Currently, Marietta’s mayor and seven-member council are elected at the same time and start four-year terms the following year. That four-year election cycle next takes place in 2021.
By a 4-3 vote, council members Cheryl Richardson, Michelle Cooper Kelly, Joseph Goldstein and Reggie Copeland voted “no” to ensure it would stay that way. Johnny Walker, Grif Chalfant and Andy Morris voted for the mayor’s proposal. Tumlin vetoed the vote, but his proposal still died.
Tumlin and city attorney Doug Haynie both said the veto does not move the item forward or back to committees.
Prior to the vote, Richardson grilled Tumlin about the proposal, which was brought to a committee meeting and a work session which he did not attend. She said that the mayor brought up the same idea in 2015 when the council was discussing term limits, but it didn’t get support from any council members and it hasn’t been brought up since then.
“If this was so important for this city...where’s it been in five years?” she said. “Now we’re on the cusp of an election, and suddenly it has to be heard? You haven’t said why it’s so important.”
Tumlin said he’d had the idea bookmarked for years, and that by holding municipal elections more frequently it might give voters more opportunities to participate. He pointed to low voter turnout for city elections, which can be less than 10%.
In the mayor’s original proposal, the seats currently filled by himself, Walker, Chalfant and Morris would have a one-time two-year term, followed by four-year terms. Tumlin said he chose those positions because those were the longer-serving members of the city’s governing body, though which seats were affected could be subject to change.

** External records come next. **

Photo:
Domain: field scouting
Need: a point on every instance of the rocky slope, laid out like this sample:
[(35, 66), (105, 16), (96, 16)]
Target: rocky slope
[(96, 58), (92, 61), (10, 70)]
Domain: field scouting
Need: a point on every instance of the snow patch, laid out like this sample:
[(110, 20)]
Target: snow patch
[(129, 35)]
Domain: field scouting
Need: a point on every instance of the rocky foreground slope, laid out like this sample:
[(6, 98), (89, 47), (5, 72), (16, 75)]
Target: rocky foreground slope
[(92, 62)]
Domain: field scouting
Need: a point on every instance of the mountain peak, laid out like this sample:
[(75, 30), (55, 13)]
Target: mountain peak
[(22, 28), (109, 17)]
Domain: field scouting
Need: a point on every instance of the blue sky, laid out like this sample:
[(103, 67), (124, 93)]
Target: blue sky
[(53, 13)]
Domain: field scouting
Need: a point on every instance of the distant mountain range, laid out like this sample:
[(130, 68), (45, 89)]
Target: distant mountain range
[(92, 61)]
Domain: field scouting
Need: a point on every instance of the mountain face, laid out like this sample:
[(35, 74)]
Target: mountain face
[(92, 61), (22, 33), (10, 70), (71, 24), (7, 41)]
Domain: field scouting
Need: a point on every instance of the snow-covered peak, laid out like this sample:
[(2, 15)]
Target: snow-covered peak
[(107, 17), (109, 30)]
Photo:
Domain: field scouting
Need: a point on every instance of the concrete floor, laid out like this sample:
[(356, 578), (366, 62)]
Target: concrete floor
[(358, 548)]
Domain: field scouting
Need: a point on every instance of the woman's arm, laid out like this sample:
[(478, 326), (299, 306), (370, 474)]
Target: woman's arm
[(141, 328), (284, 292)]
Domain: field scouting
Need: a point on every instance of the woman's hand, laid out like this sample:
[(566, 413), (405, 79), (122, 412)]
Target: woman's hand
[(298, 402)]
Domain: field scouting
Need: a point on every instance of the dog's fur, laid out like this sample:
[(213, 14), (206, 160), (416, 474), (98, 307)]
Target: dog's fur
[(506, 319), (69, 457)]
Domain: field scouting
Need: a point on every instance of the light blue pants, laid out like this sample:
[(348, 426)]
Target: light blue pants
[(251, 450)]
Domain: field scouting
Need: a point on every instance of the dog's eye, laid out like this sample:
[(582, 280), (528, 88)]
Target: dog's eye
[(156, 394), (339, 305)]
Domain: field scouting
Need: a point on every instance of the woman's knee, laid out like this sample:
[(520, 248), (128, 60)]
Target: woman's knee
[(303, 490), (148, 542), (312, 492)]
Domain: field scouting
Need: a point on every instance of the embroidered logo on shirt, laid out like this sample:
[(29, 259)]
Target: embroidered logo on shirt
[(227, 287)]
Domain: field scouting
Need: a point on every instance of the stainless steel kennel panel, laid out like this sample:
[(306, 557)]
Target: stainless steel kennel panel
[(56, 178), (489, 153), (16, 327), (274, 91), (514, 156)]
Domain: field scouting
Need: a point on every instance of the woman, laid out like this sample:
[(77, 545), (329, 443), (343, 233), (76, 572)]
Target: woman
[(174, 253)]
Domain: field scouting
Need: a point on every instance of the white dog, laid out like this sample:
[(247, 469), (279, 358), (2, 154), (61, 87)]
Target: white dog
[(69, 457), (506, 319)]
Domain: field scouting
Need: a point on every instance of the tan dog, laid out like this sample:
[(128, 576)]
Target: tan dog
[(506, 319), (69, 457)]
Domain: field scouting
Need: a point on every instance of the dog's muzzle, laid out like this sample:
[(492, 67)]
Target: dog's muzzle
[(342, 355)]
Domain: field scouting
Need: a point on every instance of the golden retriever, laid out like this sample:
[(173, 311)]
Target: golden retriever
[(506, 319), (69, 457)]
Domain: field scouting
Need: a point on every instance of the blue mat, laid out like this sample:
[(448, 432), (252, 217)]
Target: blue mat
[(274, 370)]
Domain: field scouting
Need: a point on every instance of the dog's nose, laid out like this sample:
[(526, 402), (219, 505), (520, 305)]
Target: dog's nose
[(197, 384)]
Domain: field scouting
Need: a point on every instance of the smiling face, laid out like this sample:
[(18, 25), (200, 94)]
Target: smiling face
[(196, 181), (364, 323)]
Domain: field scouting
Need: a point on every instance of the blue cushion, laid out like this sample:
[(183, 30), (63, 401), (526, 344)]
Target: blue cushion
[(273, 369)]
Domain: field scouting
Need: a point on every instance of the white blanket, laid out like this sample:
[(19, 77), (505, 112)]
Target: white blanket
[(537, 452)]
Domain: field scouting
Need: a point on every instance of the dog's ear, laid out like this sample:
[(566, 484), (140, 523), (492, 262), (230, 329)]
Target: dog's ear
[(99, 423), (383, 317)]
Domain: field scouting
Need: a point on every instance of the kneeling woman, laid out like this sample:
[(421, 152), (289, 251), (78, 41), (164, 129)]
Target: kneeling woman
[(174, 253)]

Kelly, the city’s mayor pro tem, lamented what she called “spirited” discussions and the mayor and council “battling it out in the paper” over the past two weeks. She said it might have gone better if the mayor had communicated more to the council earlier, even if the final vote was the same.
“I haven’t heard a voter ask for this. I’m concerned we’re proposing a solution to a non-problem,” she said. “Certainly Johnny (Walker) and Grif (Chalfant) have been in the loop on this. The rest of us have not. I don’t feel very included, and I’m mayor pro tem.”
A separate item, which would have put the idea before the voters in the form of a nonbinding ballot referendum, was dismissed.